Little cared Sebastian Dolores that the theft of the money would mean the end of all things for Jean Jacques Barbille-for his own daughter’s husband. He was thinking of himself, as he had always done.
He worked for two whole hours before he succeeded in quietly forcing open the iron door in the wall; but it was done at last. Curiously enough, Jean Jacques’ snoring stopped on the instant that Sebastian Dolores’ fingers clutched the money; but it began cheerfully again when the door in the wall closed once more.
Five minutes after Dolores had thrust the six thousand dollars into his pocket, his horse was galloping away over the hills towards the River St. Lawrence. If he had luck, he would reach it by the morning. As it happened, he had the luck. Behind him, in the Manor Cartier, the man who had had no luck and much philosophy, snored on till morning in unconscious content.

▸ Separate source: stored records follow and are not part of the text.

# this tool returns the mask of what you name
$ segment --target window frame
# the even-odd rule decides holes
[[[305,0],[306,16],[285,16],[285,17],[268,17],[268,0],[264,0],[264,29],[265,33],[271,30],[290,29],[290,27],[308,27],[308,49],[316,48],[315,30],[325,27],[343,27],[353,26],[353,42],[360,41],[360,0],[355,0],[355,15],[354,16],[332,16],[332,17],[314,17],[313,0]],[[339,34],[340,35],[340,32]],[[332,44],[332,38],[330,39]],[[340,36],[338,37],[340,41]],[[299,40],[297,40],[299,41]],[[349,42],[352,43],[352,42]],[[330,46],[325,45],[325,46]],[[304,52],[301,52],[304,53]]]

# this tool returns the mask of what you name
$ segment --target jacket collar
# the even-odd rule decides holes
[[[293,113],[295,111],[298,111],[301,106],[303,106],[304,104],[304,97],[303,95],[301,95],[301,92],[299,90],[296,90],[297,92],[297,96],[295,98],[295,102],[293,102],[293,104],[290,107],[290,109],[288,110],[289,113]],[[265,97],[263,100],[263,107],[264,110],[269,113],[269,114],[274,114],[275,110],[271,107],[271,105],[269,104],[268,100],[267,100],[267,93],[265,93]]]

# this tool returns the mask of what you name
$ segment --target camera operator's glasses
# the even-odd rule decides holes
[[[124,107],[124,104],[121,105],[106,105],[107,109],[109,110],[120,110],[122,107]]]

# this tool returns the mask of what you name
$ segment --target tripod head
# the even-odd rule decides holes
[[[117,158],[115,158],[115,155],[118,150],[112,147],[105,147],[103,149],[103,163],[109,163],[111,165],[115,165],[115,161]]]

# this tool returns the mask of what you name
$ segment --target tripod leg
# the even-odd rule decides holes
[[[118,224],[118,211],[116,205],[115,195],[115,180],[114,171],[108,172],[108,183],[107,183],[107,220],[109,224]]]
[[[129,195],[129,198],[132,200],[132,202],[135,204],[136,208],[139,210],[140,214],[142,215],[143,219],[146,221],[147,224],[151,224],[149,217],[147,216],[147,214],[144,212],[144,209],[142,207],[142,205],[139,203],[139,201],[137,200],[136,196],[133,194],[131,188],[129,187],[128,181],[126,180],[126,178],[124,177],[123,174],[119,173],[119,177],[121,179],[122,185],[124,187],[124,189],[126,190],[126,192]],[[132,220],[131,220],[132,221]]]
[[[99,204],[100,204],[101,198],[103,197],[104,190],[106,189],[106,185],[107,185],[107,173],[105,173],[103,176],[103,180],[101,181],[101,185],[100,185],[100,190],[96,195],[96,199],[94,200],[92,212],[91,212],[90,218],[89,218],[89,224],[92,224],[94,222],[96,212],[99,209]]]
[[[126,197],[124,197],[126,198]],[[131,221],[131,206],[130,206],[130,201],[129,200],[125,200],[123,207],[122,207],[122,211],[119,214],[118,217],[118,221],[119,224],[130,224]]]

It was a whole day before Jean Jacques discovered his loss. When he had finished his lonely supper the next evening, he went to the cupboard in his office to cheer himself with the sight of the six thousand dollars. He felt that he must revive his spirits. They had been drooping all day, he knew not why.
When he saw the empty pigeon-hole in the cupboard, his sight swam. It was some time before it cleared, but, when it did, and he knew beyond peradventure the crushing, everlasting truth, not a sound escaped him. His heart stood still. His face filled with a panic confusion. He seemed like one bereft of understanding.
CHAPTER XX. “AU ‘VOIR, M’SIEU’ JEAN JACQUES”
It is seldom that Justice travels as swiftly as Crime, and it is also seldom that the luck is more with the law than with the criminal. It took the parish of St. Saviour’s so long to make up its mind who stole Jean Jacques’ six thousand dollars, that when the hounds got the scent at last the quarry had reached the water—in other words, Sebastian Dolores had achieved the St. Lawrence. The criminal had had near a day’s start before a telegram was sent to the police at Montreal, Quebec, and other places to look out for the picaroon who had left his mark on the parish of St. Saviour’s. The telegram would not even then have been sent had it not been for M. Fille, who, suspecting Sebastian Dolores, still refrained from instant action. This he did because he thought Jean Jacques would not wish his beloved Zoe’s grandfather sent to prison. But when other people at last declared that it must have been Dolores, M. Fille insisted on telegrams being sent by the magistrate at Vilray without Jean Jacques’ consent. He had even urged the magistrate to “rush” the wire, because it came home to him with stunning force that, if the money was not recovered, Jean Jacques would be a beggar. It was better to jail the father-in-law, than for the little money-master to take to the road a pauper, or stay on at St. Saviour’s as an underling where he had been overlord.